昭和を彩った漢がまた一人....

 朝起きて、仕事へ行き。夜になれば家に帰ってベッドへ倒れ込む。
 
 そんな決まりきった毎日を過ごしていると、今までの世界が今まで通り変わらず存在している気になってしまうが、突然終わりを迎えた人の話題を眼にすると、着実に世界も自分も時の流れに呑まれているのだと気付かされます。

 
 子供の頃から耳に馴染んでいた声優さんである”内海賢二”の訃報にも、自分がどれだけ年月を重ねて来たのかを思わずにいられませんでした。

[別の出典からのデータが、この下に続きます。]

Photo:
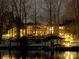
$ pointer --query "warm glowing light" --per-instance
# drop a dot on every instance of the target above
(69, 55)
(61, 27)
(51, 30)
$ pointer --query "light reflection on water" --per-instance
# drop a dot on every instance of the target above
(40, 55)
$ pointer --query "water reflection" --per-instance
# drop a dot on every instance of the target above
(40, 55)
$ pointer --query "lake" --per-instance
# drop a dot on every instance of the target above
(7, 54)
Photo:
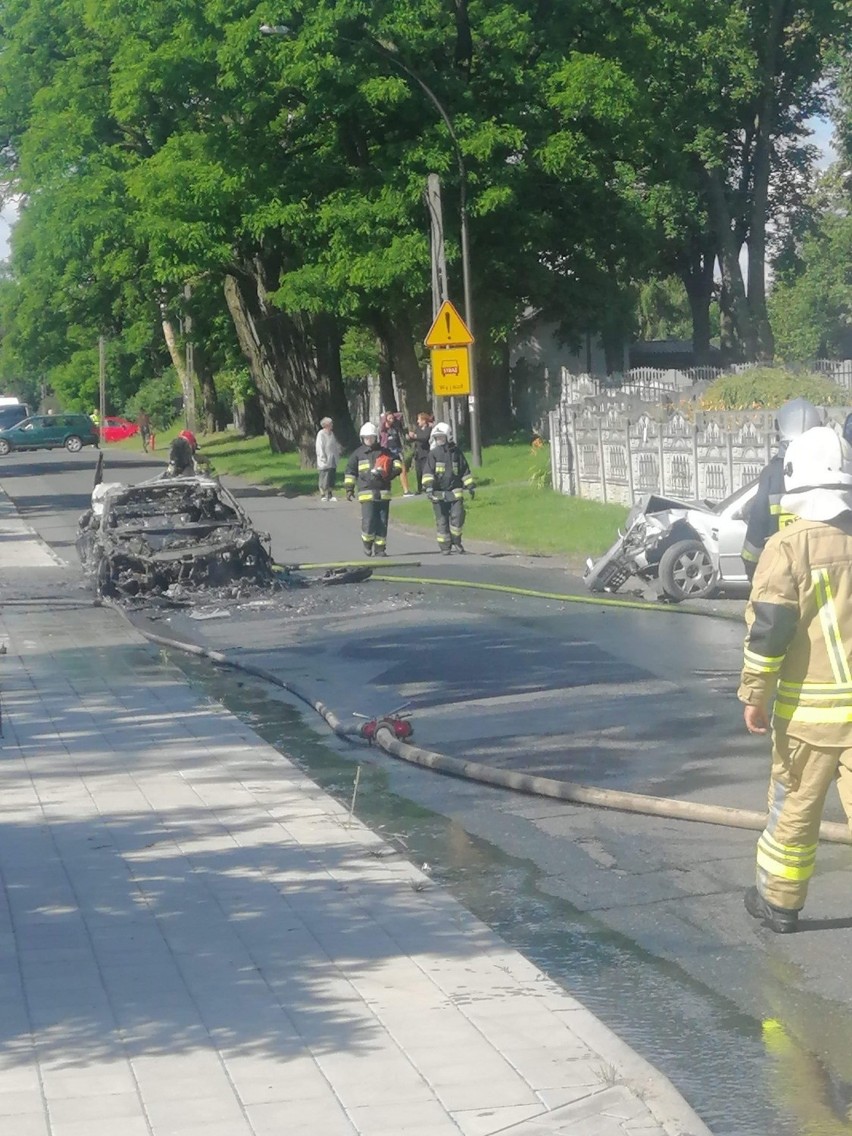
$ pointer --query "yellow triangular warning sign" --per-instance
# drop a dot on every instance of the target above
(449, 330)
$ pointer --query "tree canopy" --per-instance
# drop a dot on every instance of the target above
(174, 164)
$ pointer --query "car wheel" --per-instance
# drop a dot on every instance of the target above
(686, 571)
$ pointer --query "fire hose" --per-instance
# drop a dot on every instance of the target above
(390, 734)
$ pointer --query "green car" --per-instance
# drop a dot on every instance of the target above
(48, 432)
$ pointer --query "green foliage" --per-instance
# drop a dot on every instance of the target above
(663, 310)
(359, 356)
(811, 309)
(769, 387)
(541, 474)
(235, 383)
(157, 398)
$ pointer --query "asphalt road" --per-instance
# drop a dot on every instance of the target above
(612, 696)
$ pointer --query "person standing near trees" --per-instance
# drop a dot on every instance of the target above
(420, 436)
(445, 476)
(392, 437)
(328, 452)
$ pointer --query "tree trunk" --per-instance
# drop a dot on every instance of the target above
(761, 170)
(328, 339)
(732, 275)
(494, 389)
(282, 358)
(178, 364)
(398, 339)
(698, 280)
(207, 386)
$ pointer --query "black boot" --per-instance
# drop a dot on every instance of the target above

 物心付いた時に大人気だった『Dr.スランプ アラレちゃん』の”則巻千兵衛”さんの3枚目な役どころや、ケンシロウより人気だった?『北斗の拳』の”ラオウ”、新たに生まれ変わった『キャシャーン Sins』でも初代と同じ”ブライキング・ボス”を演じるなど、重要なポストを占めるアクの強いキャラを悪役・正義役の隔てなく演じて来た内海さん。

 経歴をざっとWikipediaで見ただけでも、大好きなアニメのキーパーソンばかりが並んでいて

「このキャラは良い味だしてたよなぁ〜脇役だけど」

 と、一つ一つ思い出しているとキリが無いほど感慨にふけっていました。


 主役って言うのは、実は誰がやってもなんとかなるものだったりすると思うのですが、主役の前に立ち塞がったり、美味しい場面で助け舟を出すキャラは、絶対的に中の人の人間性が大事なので、人生の酸いも甘いもを知っている役者さんじゃなければ良い味は出せないものだと思います。

 どこぞのフォークソングのような貧乏生活を経験しつつ、役者への道を歩み続け、後進への道までも切り開いて来た内海さんの声にはそれだけの重みがありました。


 豪胆で抱擁力があり、陰のある渋さやユーモアだって掛け値無しに素晴らしい内海さんの声。精一杯生きて来た証として、僕らや若き声優達の心に刻まれてゆく事でしょう。

 
 お疲れ様でした。そしてありがとうございました。。。